Rabbit antisera to human cord Tγ cells

Abstract

T cells with Fc receptors for IgG (Tγ) were isolated by ox cell EA rosetting from 50 human cord bloods. Non-Tγ cells (Tμ and T null) were collected at the same time and frozen live in liquid nitrogen. Antisera produced in rabbits by three or four weekly intravenous injections of cord blood Tγ cells were inactivated at 56°C and extensively absorbed with sheep and ox erythrocytes, B-cell lines, suspensions of fresh human thymus (largely T null), and finally non-Tγ cells from original cord bloods.

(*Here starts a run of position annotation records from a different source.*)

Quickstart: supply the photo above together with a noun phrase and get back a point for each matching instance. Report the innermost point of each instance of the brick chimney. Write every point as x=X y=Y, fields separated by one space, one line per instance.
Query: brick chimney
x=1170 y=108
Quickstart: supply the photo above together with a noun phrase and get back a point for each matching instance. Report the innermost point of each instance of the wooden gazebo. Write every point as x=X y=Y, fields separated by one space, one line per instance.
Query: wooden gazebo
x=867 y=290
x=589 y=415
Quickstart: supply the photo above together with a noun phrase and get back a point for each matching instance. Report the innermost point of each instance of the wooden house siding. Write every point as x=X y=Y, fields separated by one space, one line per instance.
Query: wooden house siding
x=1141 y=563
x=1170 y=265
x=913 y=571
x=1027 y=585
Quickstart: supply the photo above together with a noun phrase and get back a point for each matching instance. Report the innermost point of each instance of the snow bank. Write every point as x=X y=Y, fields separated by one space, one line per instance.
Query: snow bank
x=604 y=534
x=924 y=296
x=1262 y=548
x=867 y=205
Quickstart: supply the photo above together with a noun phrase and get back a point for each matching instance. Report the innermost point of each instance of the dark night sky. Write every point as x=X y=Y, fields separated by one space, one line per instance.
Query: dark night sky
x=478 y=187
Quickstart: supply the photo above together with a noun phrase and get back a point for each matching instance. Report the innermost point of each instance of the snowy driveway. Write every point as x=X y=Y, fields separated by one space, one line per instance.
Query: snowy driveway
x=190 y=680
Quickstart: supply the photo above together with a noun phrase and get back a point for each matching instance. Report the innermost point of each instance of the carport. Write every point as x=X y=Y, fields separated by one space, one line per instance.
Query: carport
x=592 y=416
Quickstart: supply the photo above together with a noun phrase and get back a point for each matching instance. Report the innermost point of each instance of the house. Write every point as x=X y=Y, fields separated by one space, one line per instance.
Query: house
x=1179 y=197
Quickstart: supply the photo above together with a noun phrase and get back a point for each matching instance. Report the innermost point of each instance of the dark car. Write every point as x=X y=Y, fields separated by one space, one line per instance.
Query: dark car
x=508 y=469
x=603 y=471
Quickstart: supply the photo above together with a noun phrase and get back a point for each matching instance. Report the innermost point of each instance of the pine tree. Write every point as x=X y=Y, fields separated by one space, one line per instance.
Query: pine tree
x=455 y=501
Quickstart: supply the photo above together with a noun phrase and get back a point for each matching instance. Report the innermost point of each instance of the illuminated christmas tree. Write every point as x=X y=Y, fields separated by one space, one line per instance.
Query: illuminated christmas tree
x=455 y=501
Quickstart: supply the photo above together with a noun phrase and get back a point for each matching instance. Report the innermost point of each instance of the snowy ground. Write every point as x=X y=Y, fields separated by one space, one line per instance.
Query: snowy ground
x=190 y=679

Absorbed anti-Tγ reagents used as F(ab)′ 2 fragments to avoid inadvertent Fc receptor binding were studied by indirect immunofluorescence with FITC goat anti-rabbit F(ab)′ 2. F(ab)′ 2 anti-Tγ antisera stained 5–14% of T cells and 50–66% Tγ cells. No significant staining was noted with monocytes, macrophages, B cells, or non-Tγ T cells. Absorbed anti-Tγ reagents showed no residual anti-human Ia-like specificity, however, double immunofluorescence staining for human Ia-like antigen positive T cells and cells staining with anti-Tγ reagents showed a 50% overlap. An average of 32.5% Tγ cells showed antigens staining with OKM1, a hybridoma identifying antigens related to monocytes; however, only 18.5% of Tγ cells showed double staining with OKM1 and F(ab)′ 2 anti-Tγ antisera. These findings emphasize possible broad heterogeneity within the human Tγ cell subpopulation.